Islamophobes Geller and Spencer Banned from Britain
Two of America’s most vociferous anti-Muslim activists have been banned from Britain as extremists after the home secretary determined their presence “would not be conducive to the public good.”
Pamela Geller and Robert Spencer, co-founders of Stop Islamization of America (SIOA), had planned to attend a rally being organized by the anti-Muslim extremist group English Defence League (EDL) on Saturday in Woolwich, where British soldier Lee Rigby was brutally murdered last month by two men who said they were avenging the killings of Muslims by the British military.
British authorities confirmed to Agence France-Presse, the French news agency, that “Pamela Geller and Robert Spencer are subject to an exclusion decision.”
On her website, Geller posted a June 25 letter from the Home Office of the United Kingdom informing her that she is no longer welcome in the UK. “The Home Secretary has reached this decision because you have brought yourself within the scope of the list of unacceptable behaviours by making statements that may foster hatred which might lead to inter-community violence in the UK,” the letter says.
The letter notes that Geller founded SIOA, “an organization described as an anti-Muslim hate group.” (The SPLC, publisher of this blog, has listed SIOA as a hate group since 2010.) The letter also cites two of Geller’s statements:
- “Al Qaeda is a manifestation of devout Islam … it is Islam.”
- “If the Jew dies, the Muslims will die as well; their survival depends on their constant jihad, because without it they will lose the meaning and purpose of their existence.”
According to the letter, foreigners may be banned for expressing views that foment or justify terrorist violence in furtherance of particular beliefs; seek to provoke others to terrorist acts; foment other serious criminal activity or seek to provoke others to serious criminal acts; or foster hatred which might lead to inter-community violence in the UK.
In his manifesto, the Norwegian anti-Muslim terrorist Anders Breivik, who slaughtered 77 of his countrymen in July 2011, drew inspiration from Spencer’s work, citing him dozens of times. “About Islam I recommend essentially everything written by Robert Spencer,” Breivik wrote.
EDL leader Tommy Robinson (aka Stephen Yaxley-Lennon) described the decision by Britain’s home secretary as “embarrassing” and insisted the duo were coming to Britain to lay flowers at the site of the soldier’s murder.
Spencer, author of the blog, Jihad Watch, said the “British government is behaving like a de facto Islamic state.
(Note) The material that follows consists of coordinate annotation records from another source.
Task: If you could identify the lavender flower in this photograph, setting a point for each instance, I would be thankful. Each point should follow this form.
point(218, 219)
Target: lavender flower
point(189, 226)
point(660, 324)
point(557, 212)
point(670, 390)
The nation that gave the world the Magna Carta is dead.”
Being banned in Britain should not be a shock to the pair, especially after Robinson illegally entered the U.S. in January to speak at an SIOA event. Robinson was detained by authorities for trying to enter the country with a fake passport in the name of Andrew McMaster. Somehow, the Brit eluded authorities and made his way to Manhattan where the event was being held. After returning to England the next day with a passport in yet another name, Paul Harris, he was arrested and eventually spent 10 months in prison for trying to illegally enter the U.S. This was the second time Robinson was denied entry to the U.S. He was turned back in June 2011 because of his EDL ties.
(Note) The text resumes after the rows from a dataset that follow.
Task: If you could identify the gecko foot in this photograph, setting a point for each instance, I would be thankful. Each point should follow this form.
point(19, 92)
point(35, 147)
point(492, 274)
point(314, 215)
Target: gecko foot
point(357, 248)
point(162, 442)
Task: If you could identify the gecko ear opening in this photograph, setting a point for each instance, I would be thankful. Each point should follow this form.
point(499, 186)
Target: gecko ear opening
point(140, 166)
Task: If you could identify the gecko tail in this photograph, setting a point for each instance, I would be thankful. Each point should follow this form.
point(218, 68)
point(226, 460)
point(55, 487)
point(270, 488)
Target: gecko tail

On another international front, several Australian news sources have reported that the West Australian police commissioner has promised to monitor all incoming and outgoing E-mail for anti-Muslim content. Western Australian law imposes criminal, but not civil, sanctions against vilification. According to one reporter, “The country’s criminal code was amended in 1989 to criminalize the possession, publication and display of written or pictorial material that is threatening or abusive with the intention of inciting racial hatred or of harassing a racial group.”